Майк решил, что если Венеция будет продолжать злиться на него, он тоже проявит характер. Он не боится ее… черт возьми, он не боится ни одной женщины, даже Венеции. Мысли в голове Майка путались от чрезмерного количества коктейлей, выпитых с этим американцем, Рендольфом Саттоном. Они заскочили в довольно любопытный бар по дороге из Довиля, и он подсел к исключительно привлекательной француженке, знакомой Саттона, которую Саттон называл «цыпленком», с рыжими кудрями и соблазнительными ногами. Что за ноги! Она не раз демонстрировала их, а потом спросила, не занят ли он сегодня вечером. Конечно, он ответил ей, что занят.

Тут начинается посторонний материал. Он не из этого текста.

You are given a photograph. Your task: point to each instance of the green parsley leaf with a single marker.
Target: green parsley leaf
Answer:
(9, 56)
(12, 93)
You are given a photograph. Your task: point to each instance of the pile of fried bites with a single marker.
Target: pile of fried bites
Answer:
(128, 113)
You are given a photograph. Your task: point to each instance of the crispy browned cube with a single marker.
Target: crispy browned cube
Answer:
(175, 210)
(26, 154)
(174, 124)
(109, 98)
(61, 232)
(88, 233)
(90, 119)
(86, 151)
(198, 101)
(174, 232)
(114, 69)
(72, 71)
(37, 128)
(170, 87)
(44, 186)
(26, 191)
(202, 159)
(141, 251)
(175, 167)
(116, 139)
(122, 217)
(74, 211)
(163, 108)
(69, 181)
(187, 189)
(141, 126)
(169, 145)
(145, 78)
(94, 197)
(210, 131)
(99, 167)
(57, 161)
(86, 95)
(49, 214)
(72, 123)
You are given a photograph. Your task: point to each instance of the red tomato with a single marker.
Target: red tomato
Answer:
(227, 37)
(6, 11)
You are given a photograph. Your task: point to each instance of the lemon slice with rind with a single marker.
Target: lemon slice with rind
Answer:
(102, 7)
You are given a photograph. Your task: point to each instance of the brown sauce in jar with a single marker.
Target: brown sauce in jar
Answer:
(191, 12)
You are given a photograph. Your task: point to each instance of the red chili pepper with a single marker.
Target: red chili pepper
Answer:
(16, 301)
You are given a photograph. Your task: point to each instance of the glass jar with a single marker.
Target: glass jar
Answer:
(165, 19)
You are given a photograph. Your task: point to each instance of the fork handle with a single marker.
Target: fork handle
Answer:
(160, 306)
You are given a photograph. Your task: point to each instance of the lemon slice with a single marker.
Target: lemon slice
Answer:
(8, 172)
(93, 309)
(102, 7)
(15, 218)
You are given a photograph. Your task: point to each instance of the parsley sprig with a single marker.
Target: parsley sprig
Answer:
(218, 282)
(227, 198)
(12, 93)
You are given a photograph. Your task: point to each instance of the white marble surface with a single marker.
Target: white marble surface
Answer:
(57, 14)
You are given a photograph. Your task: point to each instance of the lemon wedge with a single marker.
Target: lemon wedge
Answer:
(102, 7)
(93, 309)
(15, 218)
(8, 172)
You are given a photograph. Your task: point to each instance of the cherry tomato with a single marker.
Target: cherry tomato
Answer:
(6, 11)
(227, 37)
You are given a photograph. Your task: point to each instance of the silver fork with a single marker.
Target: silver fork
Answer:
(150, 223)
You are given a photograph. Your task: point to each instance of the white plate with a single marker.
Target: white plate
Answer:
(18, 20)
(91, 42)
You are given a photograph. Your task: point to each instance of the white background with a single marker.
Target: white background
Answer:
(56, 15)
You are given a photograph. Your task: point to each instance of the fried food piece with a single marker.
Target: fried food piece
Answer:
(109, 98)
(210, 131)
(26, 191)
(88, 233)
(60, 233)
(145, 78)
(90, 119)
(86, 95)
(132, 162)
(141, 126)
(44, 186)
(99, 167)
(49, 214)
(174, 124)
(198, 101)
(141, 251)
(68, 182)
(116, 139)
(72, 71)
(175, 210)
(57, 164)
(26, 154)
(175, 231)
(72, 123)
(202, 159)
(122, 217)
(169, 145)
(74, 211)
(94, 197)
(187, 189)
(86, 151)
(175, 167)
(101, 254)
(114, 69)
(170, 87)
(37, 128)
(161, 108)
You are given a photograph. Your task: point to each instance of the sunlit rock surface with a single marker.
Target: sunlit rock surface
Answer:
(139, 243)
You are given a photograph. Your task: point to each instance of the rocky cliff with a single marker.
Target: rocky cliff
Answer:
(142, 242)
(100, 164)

«Я женатый человек», добавил он, смеясь.

«Очень жаль», хихикнула она, и ее огромные глаза под тяжелыми черными ресницами озорно вспыхнули. Ренд Саттон остался с ней. Ничего не поделаешь.

Ну конечно, он хотел побыстрее вернуться к Венеции. Он мог бы сказать ей совершенно искренне, что ни о чем не жалеет и ему не понятен этот холодный прием.

– Проклятье, я же извинился за опоздание, Венеция, – бросил он в сердцах.

Не говоря ни слова, она направилась к двери. Тогда он снова сменил тактику, встав на ее пути и обнял за Талию. Венеция в строгом шифоном платье с открытыми плечами, с жемчужным ожерельем с оправой из витого золота, исполненная изящества и печали, больше не раздражала его. Во всем виноват только он один, принялся горячо оправдываться Майк. Дело не в том, что он ее не любит, об этом не может быть и речи, просто выдался какой-то безумный день, а потом, и он признает это, было выпито слишком много. Эти американцы просто глушат джин и пришлось, дабы не прослыть слабаком, поддержать марку.

– Я в самом деле огорчен, если расстроил тебя, дорогая, – заключил он, и его небесно-голубые глаза с мольбой взглянули на нее. – Перестань, пожалуйста, сердиться, останься со мной и скажи, что я прощен.

Прошло несколько секунд, она сдалась перед этим умоляющим взглядом, очутившись в его объятиях и прижимаясь холодной, надушенной щекой к его загорелой щеке. Алкоголь и долгие часы ожидания были прощены. Она снова любила его.